Integrating Prometheus, InfluxDB and Grafana
Posted on Wed 29 September 2021 in Kubernetes
I've got a Kubernetes cluster prepared to be be integrated with Prometheus,
i.e., all relevant information is exposed with /metrics
and scraped by a
Prometheus instance. I want to save the information long term and I've decided
that Influx DB is the best option for that. In addition, I want to create
dashboards using Grafana.
This would require moving the information from Prometheus to Influx DB.
According to
this,
for Influx DB v1, this would be accomplished by using directly remote writes in
Prometheus. However, Influx DB v2 doesn't allow this way of working. Instead,
Telegraf has to be inserted in the middle. Therefore, the whole pipeline would
be Prometheus 🠮 Telegraf 🠮 Influx DB 🠮 Grafana
.
I'm using EKS to deploy the cluster, but these instructions should work with any
other Kubernetes cluster. I'll only assume that kubectl
is already configured
to work with your cluster. We are going to deploy many services, so you may
require new nodes in your cluster.
Helm
We'are going to use Helm for installing all the components, so first we install helm with these commands:
curl -fsSL -o get_helm.sh https://raw.githubusercontent.com/helm/helm/main/scripts/get-helm-3
chmod 700 get_helm.sh
./get_helm.sh
Influx DB
To deploy Influx DB using Helm, we have to add the Influx DB helm repo and then install it with these commands:
helm repo add influxdata https://helm.influxdata.com/
helm upgrade --install my-influxdb influxdata/influxdb2
Run this command, per the instructions, to obtain the password and save it in your password manager:
echo $(kubectl get secret myinfluxdb-influxdb2-auth -o "jsonpath={.data['admin-password']}" --namespace default | base64 --decode)
Now, we are going to redirect the port for the Influx DB web console so that it can be accessed from outside. Run this command:
kubectl port-forward service/my-influxdb-influxdb2 8087:80 &> forward-influx.txt &
If you are using Visual Studio Code as I am, you should now forward port 8087 there as well.
Open in a web browser http://localhost:8087 and you should see the InfluxDB
console. You can log in with username admin
and the password for Influx DB
obtained above.
We are going to use the Influx DB web console to create a token that will allow
us latter to write data from Telegraf and to read it from Grafana. In the
console, go to Data | Tokens | Generate Token | Read/Write Token
. Select the
permissions to write and read in the default
bucket, give the token a name and
save it. Next, select it to see it. Write it down, as we will need it later.
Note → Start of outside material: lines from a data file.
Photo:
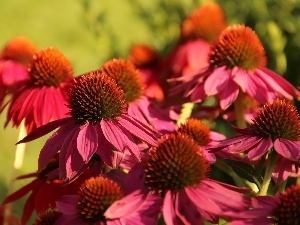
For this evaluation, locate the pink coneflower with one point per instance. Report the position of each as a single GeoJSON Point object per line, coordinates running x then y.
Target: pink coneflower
{"type": "Point", "coordinates": [202, 135]}
{"type": "Point", "coordinates": [102, 201]}
{"type": "Point", "coordinates": [14, 58]}
{"type": "Point", "coordinates": [198, 31]}
{"type": "Point", "coordinates": [237, 64]}
{"type": "Point", "coordinates": [45, 190]}
{"type": "Point", "coordinates": [276, 126]}
{"type": "Point", "coordinates": [98, 122]}
{"type": "Point", "coordinates": [177, 171]}
{"type": "Point", "coordinates": [128, 78]}
{"type": "Point", "coordinates": [41, 98]}
{"type": "Point", "coordinates": [283, 209]}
In case you need to check the logs of Influx DB, you can do it with this command:
kubectl logs -f --namespace default $(kubectl get pods --namespace default -l app.kubernetes.io/name=influxdb2 -o jsonpath='{ .items[0].metadata.name }')
Telegraf
Install Telegraf with this command:
helm upgrade --install my-telegraf influxdata/telegraf
Notice that, at least at the time of writing, the instructions given by helm for running an interactive shell and obtaining the logs are wrong because the labels are wrong. These would be the correct commands:
kubectl exec -i -t --namespace default $(kubectl get pods --namespace default -l app.kubernetes.io/name=telegraf -o jsonpath='{.items[0].metadata.name}') /bin/sh
kubectl logs -f --namespace default $(kubectl get pods --namespace default -l app.kubernetes.io/name=telegraf -o jsonpath='{ .items[0].metadata.name }')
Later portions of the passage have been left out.